Authors: Iftach Haitner, Nikolaos Makriyannis, Eran Omri

Abstract:

A two-party coin-flipping protocol is \epsilon-fair if no efficient adversary can bias the output of the honest party (who always outputs a bit, even if the other party aborts) by more than \epsilon. Cleve [STOC '86] showed that r-round o(1/r)-fair coin-flipping protocols do not exist. Awerbuch et al. [Manuscript '85] constructed a \Theta(1/\sqrt{r})-fair coin-flipping protocol, assuming the existence of one-way functions. Moran et al. [Journal of Cryptology ‘16] constructed an r-round coin-flipping protocol that is \Theta(1/r)-fair (thus matching the aforementioned lower bound of Cleve [STOC ‘86]), assuming the existence of oblivious transfer.

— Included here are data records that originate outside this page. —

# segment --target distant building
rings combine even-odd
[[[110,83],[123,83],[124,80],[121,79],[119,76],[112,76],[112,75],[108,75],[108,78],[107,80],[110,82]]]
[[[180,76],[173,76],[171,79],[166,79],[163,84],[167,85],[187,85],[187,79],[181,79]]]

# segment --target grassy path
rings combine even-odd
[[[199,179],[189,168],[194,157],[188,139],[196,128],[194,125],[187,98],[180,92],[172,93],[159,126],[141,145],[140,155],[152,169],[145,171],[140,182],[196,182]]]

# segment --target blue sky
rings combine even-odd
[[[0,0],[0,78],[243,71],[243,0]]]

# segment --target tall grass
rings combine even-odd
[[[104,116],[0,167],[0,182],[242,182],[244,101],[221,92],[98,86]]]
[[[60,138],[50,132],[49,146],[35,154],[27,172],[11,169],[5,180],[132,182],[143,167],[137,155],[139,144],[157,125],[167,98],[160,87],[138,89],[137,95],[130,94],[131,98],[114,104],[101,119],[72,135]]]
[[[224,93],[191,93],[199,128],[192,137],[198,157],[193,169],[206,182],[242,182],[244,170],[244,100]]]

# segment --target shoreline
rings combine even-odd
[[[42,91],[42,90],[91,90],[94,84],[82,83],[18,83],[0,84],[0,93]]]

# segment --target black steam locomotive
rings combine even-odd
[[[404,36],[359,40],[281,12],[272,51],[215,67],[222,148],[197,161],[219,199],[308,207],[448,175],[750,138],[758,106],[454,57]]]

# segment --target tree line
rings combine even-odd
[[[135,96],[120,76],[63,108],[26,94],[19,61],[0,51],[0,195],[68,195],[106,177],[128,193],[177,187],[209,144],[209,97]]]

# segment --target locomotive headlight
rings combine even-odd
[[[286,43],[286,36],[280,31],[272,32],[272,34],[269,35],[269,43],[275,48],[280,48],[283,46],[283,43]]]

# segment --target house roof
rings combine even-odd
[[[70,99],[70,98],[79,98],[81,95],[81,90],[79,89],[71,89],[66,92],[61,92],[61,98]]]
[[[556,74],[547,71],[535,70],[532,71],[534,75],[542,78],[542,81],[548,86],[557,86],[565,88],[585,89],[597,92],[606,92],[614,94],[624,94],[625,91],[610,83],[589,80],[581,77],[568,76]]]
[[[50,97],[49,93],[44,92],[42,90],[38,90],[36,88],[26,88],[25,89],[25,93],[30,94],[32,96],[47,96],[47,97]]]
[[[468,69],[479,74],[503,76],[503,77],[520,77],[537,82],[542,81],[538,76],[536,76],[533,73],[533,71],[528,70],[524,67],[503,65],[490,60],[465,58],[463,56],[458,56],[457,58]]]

The above gives rise to the intriguing question of whether oblivious transfer, or more generally ``public-key primitives’’, is required for an o(1/\sqrt r)-fair coin flipping. This question was partially answered by Dachman-Soled et al. [TCC '11] and Dachman-Soled et al. [TCC '14], who showed that restricted types of fully black-box reductions cannot establish o(1/\sqrt r)-fair coin-flipping protocols from one-way functions. In particular, for constant-round coin-flipping protocols, Dachman-Soled et al. showed that black-box techniques from one-way functions can only guarantee fairness of order 1/\sqrt{r}. We make progress towards answering the above question by showing that, for any constant r\in \mathbb N, the existence of an 1/(c\cdot \sqrt{r})-fair, r-round coin-flipping protocol implies the existence of an infinitely-often key-agreement protocol, where c denotes some universal constant (independent of r). Our reduction is non black-box and makes a novel use of the recent dichotomy for two-party protocols of Haitner et al. [FOCS '18] to facilitate a two-party variant of the recent attack of Beimel et al. [FOCS '18] on multi-party coin-flipping protocols.